In reply Stephen Bishop stated “the information you requested is not held by this department.” He continued, “It may be helpful if I explain that although this information is not collected in a systemic way, the department is aware of it as an existing practice from discussion with groups of home education officers representing local authorities; and wishes to encourage its adoption as general practice.”

Andrew Brown then requested “copies of any written notes the department has taken during the discussions you mention”. He received the reply “the information you requested is not held by this department, because no notes of any such meetings have been retained”

Why does it matter?

There is a common pattern beginning to emerge from the DfE; we recently highlighted another FoIR response which ran along similar lines. Government policy is being formulated on anecdotal evidence gathered via discussions from which there are no paper trails to scrutinise or provide accountability.

As A Baker quite reasonably questions, “is it ‘futile’ to expect some kind of accountability from [the] DfE and its officials?”

In his rather abrasive reply to Mr Baker, Stephen Bishop clearly wishes to avoid debate.
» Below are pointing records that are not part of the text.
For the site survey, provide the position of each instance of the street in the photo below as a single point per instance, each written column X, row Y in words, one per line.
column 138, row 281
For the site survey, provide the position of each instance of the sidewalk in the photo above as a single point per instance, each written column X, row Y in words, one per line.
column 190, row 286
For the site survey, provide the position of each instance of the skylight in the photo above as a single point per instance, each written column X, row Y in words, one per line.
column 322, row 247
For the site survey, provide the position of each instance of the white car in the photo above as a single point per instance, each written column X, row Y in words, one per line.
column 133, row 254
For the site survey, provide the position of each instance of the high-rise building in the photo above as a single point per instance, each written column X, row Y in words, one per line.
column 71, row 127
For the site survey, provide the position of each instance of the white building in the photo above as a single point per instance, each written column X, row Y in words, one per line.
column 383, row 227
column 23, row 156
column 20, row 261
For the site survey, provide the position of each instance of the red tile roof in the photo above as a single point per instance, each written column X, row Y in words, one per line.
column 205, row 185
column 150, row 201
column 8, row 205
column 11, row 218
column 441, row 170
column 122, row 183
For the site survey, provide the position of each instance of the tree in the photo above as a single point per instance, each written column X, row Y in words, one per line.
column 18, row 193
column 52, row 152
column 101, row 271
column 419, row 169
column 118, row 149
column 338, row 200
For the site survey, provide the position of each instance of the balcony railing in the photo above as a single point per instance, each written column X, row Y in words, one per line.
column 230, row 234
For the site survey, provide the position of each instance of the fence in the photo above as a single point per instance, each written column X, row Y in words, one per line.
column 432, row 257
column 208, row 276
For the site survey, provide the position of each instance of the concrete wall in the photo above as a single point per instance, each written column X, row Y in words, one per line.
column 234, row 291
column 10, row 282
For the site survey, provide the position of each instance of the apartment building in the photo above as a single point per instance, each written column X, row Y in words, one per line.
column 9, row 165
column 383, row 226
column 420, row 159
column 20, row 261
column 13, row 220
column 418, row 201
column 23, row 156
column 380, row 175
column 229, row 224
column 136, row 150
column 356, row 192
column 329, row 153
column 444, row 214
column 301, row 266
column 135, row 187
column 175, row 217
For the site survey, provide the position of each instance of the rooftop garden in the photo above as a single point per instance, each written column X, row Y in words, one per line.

It appears more important to the DfE to protect the newly-written Guidance, than to allow public scrutiny of its evidence base. (A Baker has made a request for additional information which, at date of writing, has not received a response.)

As Mr Brown notes in his reply to the FoIR response he received, given the DfE don’t hold the information, it is “somewhat misleading to include (in the Guidance) statements about LAs having such agreements (with health bodies etc.)” He logically reasons that other Local Authorities “will read this statement and perhaps wrongly believe they are one of the few who do not have such agreements, whereas there is no hard evidence that any have agreements in place.”

It is evident that the DfE wishes to extend (or implement) a data-sharing system which has been ‘researched’ by anecdote only and during discussions from which there are no retained notes nor minutes. One wonders how such practice can be justified, let alone implemented! Indeed the government itself, in its response to last year’s consultation, “accepts that there are significant data protection factors” (A.15) which it intends to address in the proposed registration legislation. The DfE would be wise to take note of the data protection concerns raised in the Children’s Commissioner for England’s report last November:

“…there are growing concerns in the academic and policy communities that our trust in public services with respect to children’s data is misplaced – that there is no necessary reason to believe that public sector bodies are any better or worse than commercial organisations in terms of the standards they adhere to when handling children’s data. Public bodies ‘do not always observe robust standards of privacy, transparency, security or redress’.” (p8)

What can I do?

The new Guidance for Local Authorities is already in operation and as we highlighted before, it is difficult to challenge the prevailing beliefs within Parliament. However it is still worth raising awareness of these issues with your MP. If, as it appears, the DfE is acting on what amounts to anecdotal evidence, it is important that it be held to account.